Mein Herz klopfte stark, ich fühlte die Kette, mit der Wohlthaten mich einst gefesselt hielten, von neuem um mich geschlungen. Betrübt äußerte ich meinen Schmerz darüber, so gänzlich von ihnen allen verstoßen zu sein.

»Nein, nein, Antonio!« sagte Fabiani, »das kann nicht der Fall sein. Komm mit in meinen Wagen. Francesca soll heute Abend durch deine Anwesenheit überrascht werden. Wir können Castellamare bald erreichen, und im Gasthofe wird sich wohl ein Plätzchen für dich finden! Du mußt mir erzählen, was vorgefallen ist. Es ist eine Thorheit zu verzweifeln, Eccellenza ist heftig, du kennst ihn ja, aber alles wird wieder gut werden.«

»Nein, das kann es nicht!« entgegnete ich halblaut, wieder in meinen Kummer versinkend.

»Es muß und wird!« sagte Fabiani und führte mich nach seinem Wagen.

Ich mußte ihm alles erzählen. »Du improvisierst doch nicht?« fragte er lächelnd, als ich von meiner Flucht und von Fulvia in der Räuberhöhle erzählte.

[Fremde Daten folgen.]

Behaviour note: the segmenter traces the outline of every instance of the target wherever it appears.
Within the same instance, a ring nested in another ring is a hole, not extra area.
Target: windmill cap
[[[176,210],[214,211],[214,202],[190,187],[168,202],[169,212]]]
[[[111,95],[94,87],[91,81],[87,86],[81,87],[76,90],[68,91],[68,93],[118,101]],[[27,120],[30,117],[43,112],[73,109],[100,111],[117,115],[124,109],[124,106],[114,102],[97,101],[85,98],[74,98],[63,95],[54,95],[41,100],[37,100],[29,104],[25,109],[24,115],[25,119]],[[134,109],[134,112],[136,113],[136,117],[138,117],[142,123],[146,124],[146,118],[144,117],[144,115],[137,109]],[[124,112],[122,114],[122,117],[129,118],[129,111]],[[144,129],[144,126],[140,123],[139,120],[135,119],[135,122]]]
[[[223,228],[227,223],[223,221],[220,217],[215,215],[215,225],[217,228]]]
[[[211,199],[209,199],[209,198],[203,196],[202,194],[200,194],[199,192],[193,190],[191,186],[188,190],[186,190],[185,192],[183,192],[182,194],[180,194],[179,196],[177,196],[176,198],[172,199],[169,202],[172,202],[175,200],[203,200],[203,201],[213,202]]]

»Es klingt so poetisch, als ob hierbei deine Phantasie und nicht deine Erinnerung die Hauptrolle spielte. – Streng, allzu streng!« sagte er, als er den Inhalt von Eccellenzas Brief vernahm, »aber du wirst ja wohl daraus erkennen, daß seine Strenge gerade aus seiner großen Liebe zu dir herrührt. Du bist doch nachher nicht auf einem Theater aufgetreten?«

»Gestern Abend!« erwiderte ich.

»Das ist in der That kühn von dir!« rief er. »Wie ging es denn?«

»Herrlich, glücklich!« versetzte ich mit froher Stimme. »Mir ward großer Beifall zu teil, zweimal wurde ich hervorgerufen.«

»Ist es möglich? Du machtest Glück?«

Es lag ein Zweifel in diesem Ausdruck, der mich tief verletzte. Mein Dankbarkeitsverhältnis band mir die Lippen. Ich fand bei dem Gedanken an das Zusammentreffen mit Francesca eine Art Verlegenheit, denn ich wußte ja, wie streng und ernst sie sein konnte. Fabiani tröstete mich halb scherzend damit, daß es ohne Buß- und Strafpredigt abgehen würde, obgleich mir eine solche nicht schaden könnte.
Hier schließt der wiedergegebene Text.